China membantah tuduhan pelanggaran HAM berat di Xinjiang.
Ada beberapa kelompok ekstremis seperti Gerakan Islam Turkistan Timur (ETIM), Organisasi Pembebasan Turkistan Timur (ETLO), Organisasi Pembebasan Uyghur (ULO) dan Front Revolusioner Bersatu Turkistan Timur (URFET), di Xinjiang. Telah ada gerakan di Xinjiang untuk mendirikan negara Turkistan Timur berdaulat yang merdeka.
Dengan menambahkan radikalisme agama dan keterlibatan kelompok teror internasional seperti al-Qaeda dan Taliban, banyak kelompok radikal Muslim Uyghur menerima pelatihan dan senjata dari Pakistan dan Afghanistan untuk melawan rezim China yang represif.

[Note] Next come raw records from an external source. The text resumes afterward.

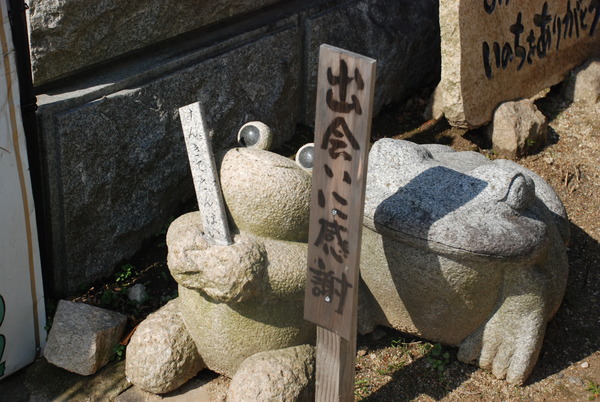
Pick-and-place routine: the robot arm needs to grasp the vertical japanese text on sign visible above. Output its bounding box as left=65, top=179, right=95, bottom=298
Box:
left=305, top=45, right=375, bottom=336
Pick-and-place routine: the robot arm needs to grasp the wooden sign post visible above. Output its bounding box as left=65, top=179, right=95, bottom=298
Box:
left=304, top=45, right=376, bottom=401
left=179, top=102, right=233, bottom=246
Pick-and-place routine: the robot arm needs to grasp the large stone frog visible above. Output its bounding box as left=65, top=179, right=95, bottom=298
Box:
left=359, top=139, right=570, bottom=383
left=127, top=133, right=569, bottom=392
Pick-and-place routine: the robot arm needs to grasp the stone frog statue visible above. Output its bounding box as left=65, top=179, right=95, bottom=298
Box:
left=359, top=139, right=570, bottom=384
left=126, top=132, right=569, bottom=400
left=126, top=122, right=316, bottom=400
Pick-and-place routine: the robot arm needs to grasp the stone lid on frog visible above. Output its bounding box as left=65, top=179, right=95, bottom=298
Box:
left=364, top=139, right=569, bottom=260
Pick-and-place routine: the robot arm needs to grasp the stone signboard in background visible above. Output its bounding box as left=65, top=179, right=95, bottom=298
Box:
left=434, top=0, right=600, bottom=128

Antara tahun 1990 hingga 2016, ada begitu banyak serangan teror di China. Sebagai contoh, tahun 2014 adalah yang terburuk, yang menyaksikan 37 serangan teror dan 322 orang tewas.
China mengambil tindakan yang sangat keras untuk mengekang tiga kejahatan -- terorisme, separatisme dan ekstremisme agama -- tetapi jutaan orang Uyghur menjadi korban penindasan yang kejam.
Pada tanggal 5 Februari 1997, terjadi pembantaian Gulja yang menewaskan lebih dari 100 orang. Itu adalah protes damai di kota Gulja di Xinjiang tetapi polisi menekan protes tersebut dengan keras.
Pada tahun 2009, terjadi bentrokan etnis yang serius antara Muslim Uyghur dan Han China di mana hampir 200 orang tewas (menurut versi pemerintah).
Uyghur perlu hidup dengan damai, bebas dan mandiri di tanah leluhur mereka sendiri karena mereka tidak bisa lagi melakukannya di bawah kekuasaan China. Mereka ingin China untuk segera menghentikan penganiayaan agama dan budayanya di Turkistan Timur.
Penulis adalah seorang jurnalis senior yang tinggal di Jakarta.